Clarea al alba sobre la espesura del bosque en lo alto de la Cuesta de los Moras; cantan los gallos, mugen las vacas; una carreta traqueadora desgrana en el aire su música de esfuerzo y paciente lentitud...
Las campanas llaman a misa.
Ha pasado la Noche Buena.
Allá por el año de 1830 vivía en San José el maestro Juan Loaiza, hombre considerable por la bondad, rectitud de juicio, índole servicial y, sobre todo, porque era dueño de varias casas y predios y de la única sastrería que había entonces. El maestro Loaiza, al coser ropa y vender telas, se equiparaba a don Juan Mora Fernández que en su mocedad fue aprendiz de sastre, y a don Juanito Mora, que siendo Presidente de la República, vendía él mismo tras el mostrador en su tienda de San José.

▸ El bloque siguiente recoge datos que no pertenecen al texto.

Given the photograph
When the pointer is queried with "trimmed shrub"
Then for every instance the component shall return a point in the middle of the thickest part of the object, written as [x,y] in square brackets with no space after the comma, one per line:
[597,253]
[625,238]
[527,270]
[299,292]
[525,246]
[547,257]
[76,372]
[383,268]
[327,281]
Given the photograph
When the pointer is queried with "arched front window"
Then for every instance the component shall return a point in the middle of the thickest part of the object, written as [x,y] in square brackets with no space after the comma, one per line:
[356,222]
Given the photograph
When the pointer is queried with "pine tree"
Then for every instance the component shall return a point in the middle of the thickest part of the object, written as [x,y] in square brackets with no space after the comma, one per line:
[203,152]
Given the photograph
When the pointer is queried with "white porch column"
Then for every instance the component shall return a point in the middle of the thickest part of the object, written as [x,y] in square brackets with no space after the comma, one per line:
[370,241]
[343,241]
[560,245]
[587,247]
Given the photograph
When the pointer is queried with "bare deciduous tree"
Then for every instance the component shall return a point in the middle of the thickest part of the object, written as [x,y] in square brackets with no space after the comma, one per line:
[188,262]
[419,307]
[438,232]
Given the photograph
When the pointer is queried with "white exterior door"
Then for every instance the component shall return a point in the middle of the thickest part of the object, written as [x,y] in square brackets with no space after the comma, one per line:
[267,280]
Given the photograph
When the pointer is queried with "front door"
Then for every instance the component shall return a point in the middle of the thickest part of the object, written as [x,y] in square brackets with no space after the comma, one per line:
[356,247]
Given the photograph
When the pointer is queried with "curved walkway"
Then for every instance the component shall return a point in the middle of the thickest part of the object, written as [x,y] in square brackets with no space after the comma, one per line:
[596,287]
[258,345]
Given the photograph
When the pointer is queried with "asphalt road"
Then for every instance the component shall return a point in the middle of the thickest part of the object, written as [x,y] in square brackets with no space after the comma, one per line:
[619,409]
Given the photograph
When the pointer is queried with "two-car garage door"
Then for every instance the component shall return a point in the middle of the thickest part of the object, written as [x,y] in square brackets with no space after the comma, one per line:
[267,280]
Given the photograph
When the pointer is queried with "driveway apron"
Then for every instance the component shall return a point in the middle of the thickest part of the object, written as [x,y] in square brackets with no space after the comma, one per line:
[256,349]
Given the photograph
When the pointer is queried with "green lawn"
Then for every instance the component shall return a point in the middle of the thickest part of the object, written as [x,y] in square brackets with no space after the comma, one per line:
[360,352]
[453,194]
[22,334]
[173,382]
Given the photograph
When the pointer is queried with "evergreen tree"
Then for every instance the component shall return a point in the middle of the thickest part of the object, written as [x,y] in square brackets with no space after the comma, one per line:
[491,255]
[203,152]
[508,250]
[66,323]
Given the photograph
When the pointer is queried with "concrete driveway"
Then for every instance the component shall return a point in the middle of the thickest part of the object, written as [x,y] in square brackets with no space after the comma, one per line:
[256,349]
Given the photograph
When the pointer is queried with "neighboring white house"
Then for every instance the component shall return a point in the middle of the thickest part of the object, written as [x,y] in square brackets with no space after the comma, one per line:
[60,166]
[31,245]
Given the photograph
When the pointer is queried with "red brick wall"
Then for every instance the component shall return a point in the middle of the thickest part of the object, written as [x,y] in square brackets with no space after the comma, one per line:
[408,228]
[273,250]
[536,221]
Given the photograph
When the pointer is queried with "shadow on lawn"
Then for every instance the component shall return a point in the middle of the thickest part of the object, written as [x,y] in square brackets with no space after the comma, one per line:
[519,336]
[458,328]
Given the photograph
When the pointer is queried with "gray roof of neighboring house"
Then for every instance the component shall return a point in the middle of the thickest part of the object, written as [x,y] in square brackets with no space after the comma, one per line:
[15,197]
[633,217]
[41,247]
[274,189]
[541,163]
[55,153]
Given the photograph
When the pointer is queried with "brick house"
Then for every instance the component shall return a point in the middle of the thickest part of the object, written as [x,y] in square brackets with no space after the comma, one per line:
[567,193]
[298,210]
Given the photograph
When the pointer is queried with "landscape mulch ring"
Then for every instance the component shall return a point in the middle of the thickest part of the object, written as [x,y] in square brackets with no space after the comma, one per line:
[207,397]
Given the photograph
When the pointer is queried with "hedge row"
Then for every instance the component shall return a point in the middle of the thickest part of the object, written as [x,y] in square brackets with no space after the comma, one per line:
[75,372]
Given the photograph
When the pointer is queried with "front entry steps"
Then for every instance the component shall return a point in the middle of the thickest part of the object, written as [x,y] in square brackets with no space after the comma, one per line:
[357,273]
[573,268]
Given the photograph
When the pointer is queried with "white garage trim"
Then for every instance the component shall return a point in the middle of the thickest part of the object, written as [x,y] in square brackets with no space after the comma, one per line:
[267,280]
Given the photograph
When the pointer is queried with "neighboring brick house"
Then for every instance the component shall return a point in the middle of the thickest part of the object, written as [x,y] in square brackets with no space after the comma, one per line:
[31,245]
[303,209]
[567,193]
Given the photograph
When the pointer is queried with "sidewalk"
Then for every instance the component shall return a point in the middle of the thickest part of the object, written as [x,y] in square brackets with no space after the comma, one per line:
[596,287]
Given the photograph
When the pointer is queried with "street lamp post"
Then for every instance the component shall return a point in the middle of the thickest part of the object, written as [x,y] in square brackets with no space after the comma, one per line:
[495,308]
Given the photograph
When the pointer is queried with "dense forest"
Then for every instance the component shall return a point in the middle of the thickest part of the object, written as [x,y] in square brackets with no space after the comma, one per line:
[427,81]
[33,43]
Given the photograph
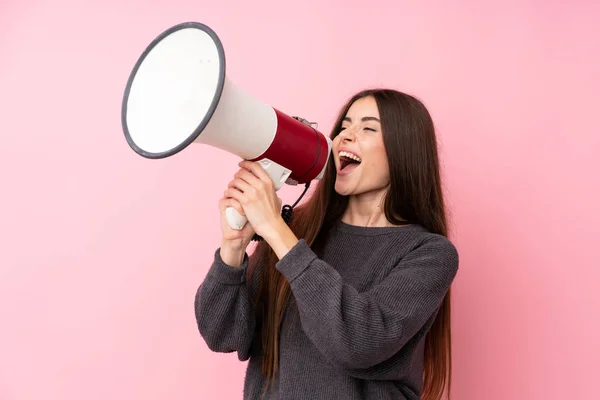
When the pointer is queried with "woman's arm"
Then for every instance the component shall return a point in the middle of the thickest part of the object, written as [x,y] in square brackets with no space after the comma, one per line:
[360,330]
[224,311]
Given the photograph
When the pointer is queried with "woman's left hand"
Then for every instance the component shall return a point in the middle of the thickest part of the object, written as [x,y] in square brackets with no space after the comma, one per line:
[255,191]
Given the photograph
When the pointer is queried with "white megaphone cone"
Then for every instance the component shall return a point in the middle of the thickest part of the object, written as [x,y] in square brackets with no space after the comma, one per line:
[178,93]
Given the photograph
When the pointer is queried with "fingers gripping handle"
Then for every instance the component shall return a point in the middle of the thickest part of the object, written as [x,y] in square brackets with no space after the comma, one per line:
[278,175]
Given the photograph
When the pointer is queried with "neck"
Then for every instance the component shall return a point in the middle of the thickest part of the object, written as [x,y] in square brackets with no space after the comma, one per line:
[366,209]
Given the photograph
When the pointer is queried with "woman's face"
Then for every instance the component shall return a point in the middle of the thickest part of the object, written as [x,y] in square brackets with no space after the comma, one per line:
[359,153]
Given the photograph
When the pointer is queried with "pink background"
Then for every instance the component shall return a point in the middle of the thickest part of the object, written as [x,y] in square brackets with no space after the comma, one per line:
[102,251]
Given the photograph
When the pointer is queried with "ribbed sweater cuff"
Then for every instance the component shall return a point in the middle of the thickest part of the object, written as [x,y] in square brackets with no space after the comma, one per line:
[296,261]
[225,274]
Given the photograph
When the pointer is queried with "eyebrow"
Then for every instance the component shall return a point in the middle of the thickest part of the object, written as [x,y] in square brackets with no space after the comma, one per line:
[364,119]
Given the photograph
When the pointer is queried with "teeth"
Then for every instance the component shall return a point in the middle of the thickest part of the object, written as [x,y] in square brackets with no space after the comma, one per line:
[349,155]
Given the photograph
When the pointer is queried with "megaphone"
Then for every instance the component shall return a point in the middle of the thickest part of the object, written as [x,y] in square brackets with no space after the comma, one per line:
[178,93]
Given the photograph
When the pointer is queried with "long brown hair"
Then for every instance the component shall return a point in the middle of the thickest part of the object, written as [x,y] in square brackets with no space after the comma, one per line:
[415,196]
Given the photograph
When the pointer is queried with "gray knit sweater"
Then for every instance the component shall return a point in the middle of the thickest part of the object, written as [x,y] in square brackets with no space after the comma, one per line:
[356,325]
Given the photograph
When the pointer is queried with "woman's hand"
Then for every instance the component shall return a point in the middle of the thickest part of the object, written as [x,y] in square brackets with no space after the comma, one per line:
[254,191]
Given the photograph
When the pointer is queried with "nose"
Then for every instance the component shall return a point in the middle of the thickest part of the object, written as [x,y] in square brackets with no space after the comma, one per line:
[348,134]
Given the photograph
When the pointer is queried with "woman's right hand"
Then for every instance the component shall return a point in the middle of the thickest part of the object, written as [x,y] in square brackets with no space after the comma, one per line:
[234,242]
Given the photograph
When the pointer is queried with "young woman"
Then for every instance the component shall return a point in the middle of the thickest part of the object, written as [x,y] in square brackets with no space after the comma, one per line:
[352,299]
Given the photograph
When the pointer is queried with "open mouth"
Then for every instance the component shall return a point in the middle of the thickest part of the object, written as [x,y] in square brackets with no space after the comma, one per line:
[348,160]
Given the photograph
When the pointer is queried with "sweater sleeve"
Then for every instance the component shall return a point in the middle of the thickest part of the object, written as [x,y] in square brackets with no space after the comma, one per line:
[360,330]
[224,311]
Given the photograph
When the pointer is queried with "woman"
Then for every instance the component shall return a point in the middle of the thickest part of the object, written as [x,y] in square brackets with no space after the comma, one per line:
[352,299]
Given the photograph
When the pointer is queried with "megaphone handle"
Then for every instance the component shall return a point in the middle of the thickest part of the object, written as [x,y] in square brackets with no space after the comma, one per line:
[278,175]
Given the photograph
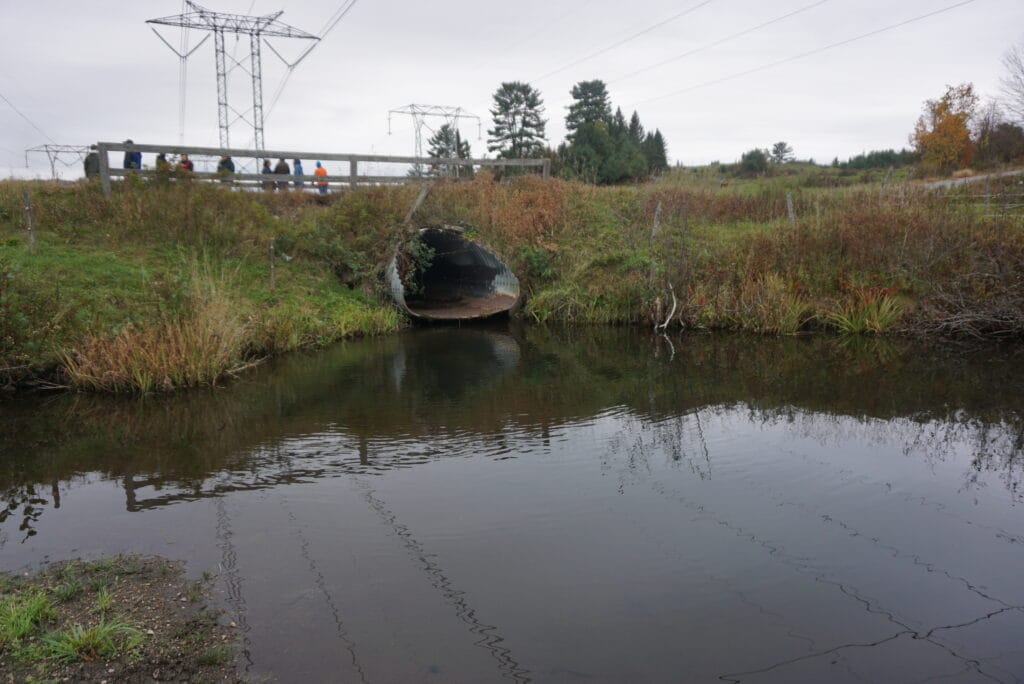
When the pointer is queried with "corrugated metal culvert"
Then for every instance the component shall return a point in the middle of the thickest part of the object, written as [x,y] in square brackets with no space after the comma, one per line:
[450,278]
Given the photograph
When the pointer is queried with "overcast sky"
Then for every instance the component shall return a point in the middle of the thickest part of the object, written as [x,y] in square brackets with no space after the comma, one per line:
[84,72]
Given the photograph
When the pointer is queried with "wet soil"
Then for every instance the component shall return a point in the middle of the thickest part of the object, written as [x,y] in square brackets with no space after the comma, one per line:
[171,630]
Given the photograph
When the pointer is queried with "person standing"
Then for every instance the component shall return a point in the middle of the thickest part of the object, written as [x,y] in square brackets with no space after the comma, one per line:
[321,172]
[282,169]
[267,184]
[133,158]
[225,168]
[92,163]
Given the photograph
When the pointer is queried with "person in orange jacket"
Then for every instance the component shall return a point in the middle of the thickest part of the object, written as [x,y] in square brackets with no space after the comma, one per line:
[322,180]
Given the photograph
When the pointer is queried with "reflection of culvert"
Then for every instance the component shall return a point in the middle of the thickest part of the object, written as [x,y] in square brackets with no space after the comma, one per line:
[458,280]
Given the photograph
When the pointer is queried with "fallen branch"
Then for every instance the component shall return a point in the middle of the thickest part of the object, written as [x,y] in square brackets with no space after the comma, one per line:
[665,326]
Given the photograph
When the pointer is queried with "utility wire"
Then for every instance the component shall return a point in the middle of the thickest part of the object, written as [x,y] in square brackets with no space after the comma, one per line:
[31,123]
[627,39]
[805,54]
[719,42]
[329,26]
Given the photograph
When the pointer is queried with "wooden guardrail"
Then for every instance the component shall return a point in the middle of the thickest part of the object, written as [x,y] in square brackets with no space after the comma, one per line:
[352,179]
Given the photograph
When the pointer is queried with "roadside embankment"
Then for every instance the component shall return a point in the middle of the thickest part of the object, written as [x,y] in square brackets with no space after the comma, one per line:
[119,618]
[166,286]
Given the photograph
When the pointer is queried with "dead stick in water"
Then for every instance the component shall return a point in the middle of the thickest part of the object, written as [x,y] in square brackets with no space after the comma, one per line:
[665,326]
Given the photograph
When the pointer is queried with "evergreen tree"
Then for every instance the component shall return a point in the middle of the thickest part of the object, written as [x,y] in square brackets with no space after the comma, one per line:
[781,153]
[655,153]
[590,104]
[517,114]
[636,130]
[619,126]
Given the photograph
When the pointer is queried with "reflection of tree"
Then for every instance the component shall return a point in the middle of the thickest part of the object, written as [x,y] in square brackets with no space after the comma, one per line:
[483,385]
[22,503]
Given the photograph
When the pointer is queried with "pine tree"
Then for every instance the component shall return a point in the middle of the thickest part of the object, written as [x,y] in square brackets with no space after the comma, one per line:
[636,130]
[655,152]
[518,121]
[619,125]
[448,143]
[590,104]
[781,153]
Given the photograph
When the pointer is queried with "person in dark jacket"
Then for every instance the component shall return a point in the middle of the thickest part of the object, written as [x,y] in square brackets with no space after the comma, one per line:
[92,163]
[267,184]
[133,158]
[225,168]
[283,169]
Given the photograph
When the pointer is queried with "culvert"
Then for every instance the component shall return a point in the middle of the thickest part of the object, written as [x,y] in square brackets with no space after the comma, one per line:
[456,280]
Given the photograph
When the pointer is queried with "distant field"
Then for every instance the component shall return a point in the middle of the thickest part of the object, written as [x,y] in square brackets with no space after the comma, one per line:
[184,268]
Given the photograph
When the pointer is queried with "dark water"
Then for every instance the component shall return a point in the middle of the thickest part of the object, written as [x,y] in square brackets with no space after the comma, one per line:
[579,506]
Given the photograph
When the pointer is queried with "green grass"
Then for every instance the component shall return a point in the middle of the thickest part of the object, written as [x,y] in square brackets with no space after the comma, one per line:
[107,640]
[68,591]
[22,614]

En el taller del maestro Loaiza, que estaba en la casa de su propiedad situada frente a la Plaza Real, se juntaban a menudo en animada tertulia gentes de muy distinta clase social. Solían reunirse hacia las tres de la tarde, después de la comida, y al anochecer, cada mochuelo ganaba su olivo, deslizándose por las oscuras y desiertas calles en las cuales, como un fuego fatuo, ambulaba en la quietud de la noche la linterna del sereno cuyos caites resonaban en el silencio: “¡Ave María Purísima! ¡Las siete y sereno...!”. Y la voz se perdía en las sombras silenciosas.